In the classroom, the teacher drones on and on in his maroon colored t-shirt that doesn’t suit him. His empty vibrations ripple through out the room, bouncing off the glass windows shut tight against the summer breeze, mixing with the clickety-clack of the ceiling fan to create a subtle dissonance, and stretching indefinitely and interminably in time and in space.

The only consolation, the only medicine is a certain girl who is facing a certain degrees away from that maroon-T-shirt-wearing teacher; looking into the window-pane with a certain temperament; certainly thinking of beautiful thoughts about who knows what. Yes, that girl between two other girls in the second bench. We will call her Sabina because she is also the unintentional witch who ensnared my lonely heart with no intention of ever doing so, not knowing that that intentlessness was the strongest incantation.

That girl, with her pretty red cap and her long neck, has set up an irrevocable residence in the little part of my heart where I plant roses and other flowers. It is of little consequence that she probably keeps me in a humdrum study table of her heart in a small unimportant box where she keeps her useless pencils-that is if she keeps me at all. When I dream of her, I find myself in an incomprehensible universe where I am without ground or sky, the angry stars murmur and roar; where she is the absolute and unequivocal queen of the cosmos such that when she walks the space ripples in her feet and inside her incomprehensible home is the absolute pool of swirling rainbows and sweet water where she lounges with her grandmother. Where she fills me up with the eternal promise of fragrant flowers of all colors and emotions. It is of little consequence that most likely she doesn’t even dream of me.

Yes her. We will daydream about her today. We will first pretend that we are secret artists and that we possess all the curves that exist in the universe. We will then pretend to draw her profile with the expert application of those curves which flow gracefully out of the pencil oddly sharpened with a knife and tucked in our ears when not in use, while in reality we are just absentmindedly writing her name and circling it repeatedly with a dazed, upward gaze. We will, in our reverie, first draw her nose. The small inward curve beneath the brow-ridge, followed by a beautiful nose - made with two curves: the first subtly bumps upward and falls, then the next smoothly turns from the tip to the philtrum. Then we draw the lips gently, as though we are carefully tracing it’s outlines without daring touch the flesh. We then continue on to draw her chin, then with one fluid line we conjure her jaw, then her small, pretty ear. We continue on in this fashion, drawing her hair, and her shirt’s collar and what not. The result is a beautiful picture of a beautiful girl, which is, naturally, to be expected seeing how we are secret artists who possess all the curves in the universe.

After the picture is drawn, we will imagine tearing it off our notebook and keep it inside our shirt right next to our beating heart that pumps red hot blood through our body and skips a beat when it hears her name.

Now, because this is a daydream, and we are the sole masters of the events that unfold in this contrived sphere, we will engineer the circumstances so that in the recess, as we enter the classroom engrossed in our secret artistic thoughts, she happens to be walking out perhaps agitated by a similarly beautiful preoccupation, such that the scene resolves itself in a mild collision, a whiff of the intertwining fragrances of her shampoo, of her hair, and of her skin; a little bit of that summer breeze; and my own unwittingly committed blunder that allows that little piece of paper to find a way away from my heart and out of the shirt, where it traces a flourish in that thin summer breeze to land right next to her feet.

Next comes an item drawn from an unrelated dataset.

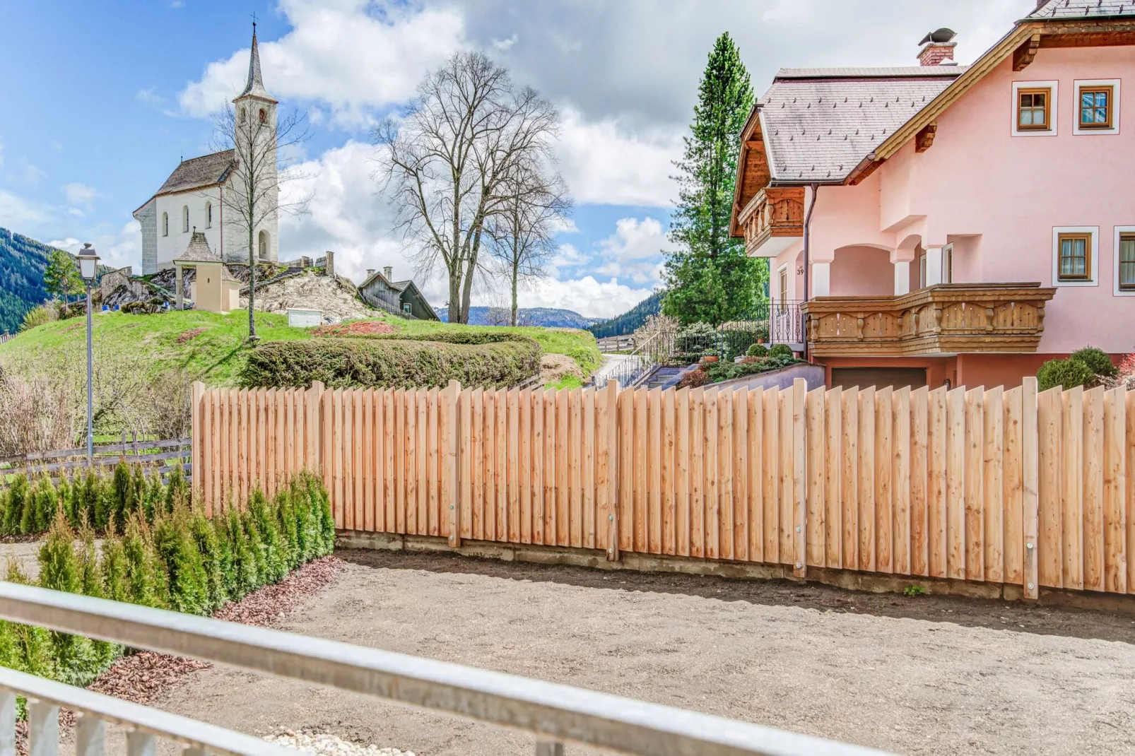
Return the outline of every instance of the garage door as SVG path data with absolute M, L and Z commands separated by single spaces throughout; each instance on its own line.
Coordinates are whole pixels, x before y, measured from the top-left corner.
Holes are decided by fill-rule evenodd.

By pure chance she looks down and notices the prettiest curves of the universe which we had employed to trace the profile of the prettiest girl in the universe. She realizes the lines, plucked from a rose for her ears, borrowed from a butterfly for her nose, and taken from the celestial darkness with an astral sprinkling for her eyes - could only have been drawn by someone in love. But because we are ourselves secret artists and because we like for it to stay that way, we have no choice but to grab her by the wrist, and guide her through between the various bodies and obstacles to a private spot in the staircase which leads to the terrace but which is currently blocked, thus forming a sort of staircasey cul-de-sac. There we look into her radiant eyes and say that we like her very much and so on and so forth until she looks right into our eyes too and smiles that bemused smile that says she has understood everything that hasn’t yet been said and says something back but we can’t hear it because now the maroon-T-shirt-wearing teacher has stopped producing those turbulent vibrations to focus his ugly energy into spotting the inattentive students and remarking on their inattentiveness. With our head back in the classroom, we realize that the notebook page is covered with various instances of her name in various sizes and with various flourishes, so we must first take care of that.

Then we borrow a book from the guy behind us and try to make sense of whatever the hell is being taught. For today, that is all the daydreaming we will do, because, in the words of Albus Dumbledore, “It does not do to dwell on dreams, and forget to live.”